Thursday 27 January 2011

State argues Astorga death-penalty case

State responds to Astorga attorney's argument

Convicted cop-killer Michael Astorga claims he's being singled out and that the state's ban on capital punishment should apply to him too.
On Wednesday, the state responded with a 33-page response written by the attorney general’s office, and one of its arguments is that the election of Susana Martinez shows New Mexicans still want the death penalty.
It's been nearly seven months since Astorga was convicted for the 2006 murder of Deputy James McGrane. A different jury was supposed to decide in January if he should be executed.
The State Supreme Court put that on hold, after Astorga's attorney Gary Mitchell argued since the state banned the death penalty for all crimes committed after July 1, 2009, that it's inherently wrong to execute people for crimes committed before that date.

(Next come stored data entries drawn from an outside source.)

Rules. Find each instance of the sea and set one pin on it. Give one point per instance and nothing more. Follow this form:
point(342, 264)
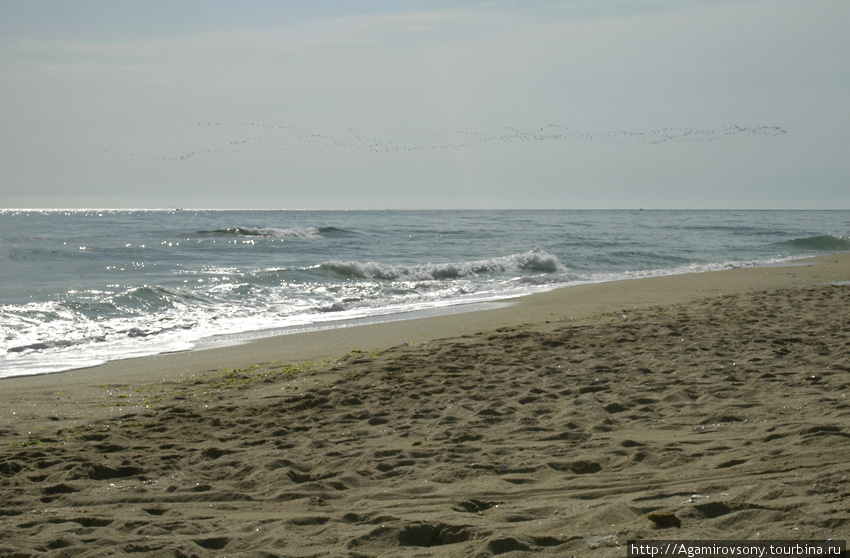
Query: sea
point(80, 288)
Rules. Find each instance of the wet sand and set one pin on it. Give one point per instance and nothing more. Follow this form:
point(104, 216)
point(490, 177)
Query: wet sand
point(552, 425)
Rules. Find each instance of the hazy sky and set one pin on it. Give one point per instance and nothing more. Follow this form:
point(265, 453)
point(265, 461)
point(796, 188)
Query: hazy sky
point(420, 104)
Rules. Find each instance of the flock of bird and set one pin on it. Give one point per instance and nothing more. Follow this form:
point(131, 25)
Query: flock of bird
point(294, 138)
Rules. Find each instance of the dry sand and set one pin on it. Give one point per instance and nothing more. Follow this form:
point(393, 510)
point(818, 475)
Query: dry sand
point(550, 426)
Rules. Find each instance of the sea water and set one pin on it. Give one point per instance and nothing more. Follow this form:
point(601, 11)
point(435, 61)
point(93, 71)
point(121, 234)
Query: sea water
point(83, 287)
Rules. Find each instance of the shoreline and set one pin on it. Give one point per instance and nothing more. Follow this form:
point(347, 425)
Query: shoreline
point(573, 302)
point(556, 425)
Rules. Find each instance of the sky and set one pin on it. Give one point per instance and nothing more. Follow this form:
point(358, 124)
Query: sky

He also claims the ban means New Mexicans are against capiital punishment in general.
On Wednesday, the state submitted its response to the high court.

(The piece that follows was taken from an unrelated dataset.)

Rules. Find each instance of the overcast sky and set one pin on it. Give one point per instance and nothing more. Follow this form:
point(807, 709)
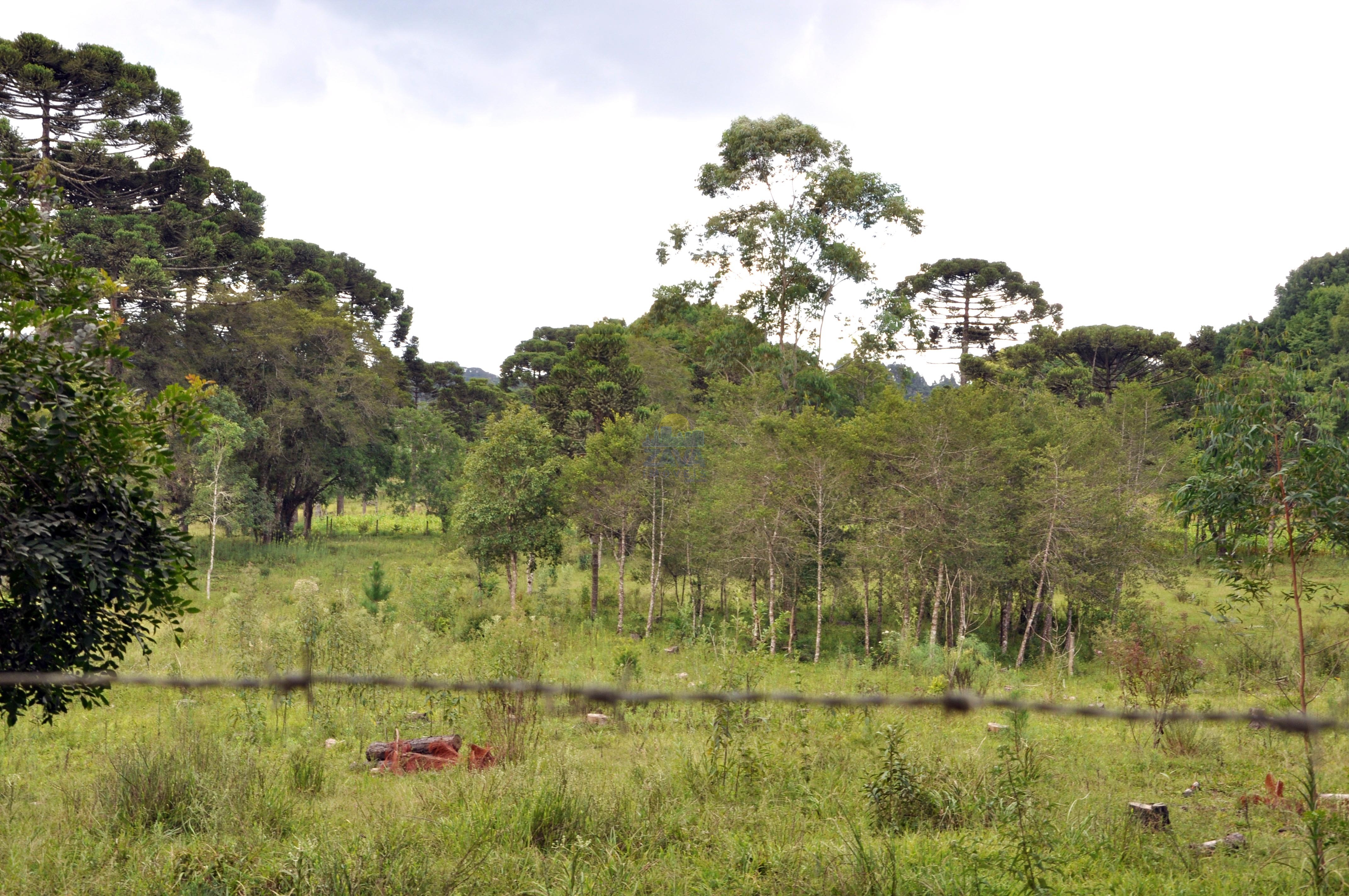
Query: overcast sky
point(514, 164)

The Attorney General's office and prosecutors pointed out that the ban passed by lawmakers kept the death penalty in play for crimes committed before that date, which reflects what the people want. They also said the state high court has never ruled the death penalty unconstitutional, or that it's cruel and unusual punishment, as Mitchell claims it is.
Mitchell claims Astorga was singled out when the death penalty ban wasn't made retroactive. The state mentioned that other murderers could also face the death penalty as cold cases are solved, even pointing to the West Mesa serial killer.
As for the argument that Astorga is being treated differently than he would if he'd killed the deputy today, the state said Astorga knew the rules at the time of the murder in 2006.
Rep. Dennis Kintigh has filed legislation to re-instate the death penalty, something Gov. Susana Martinez supports.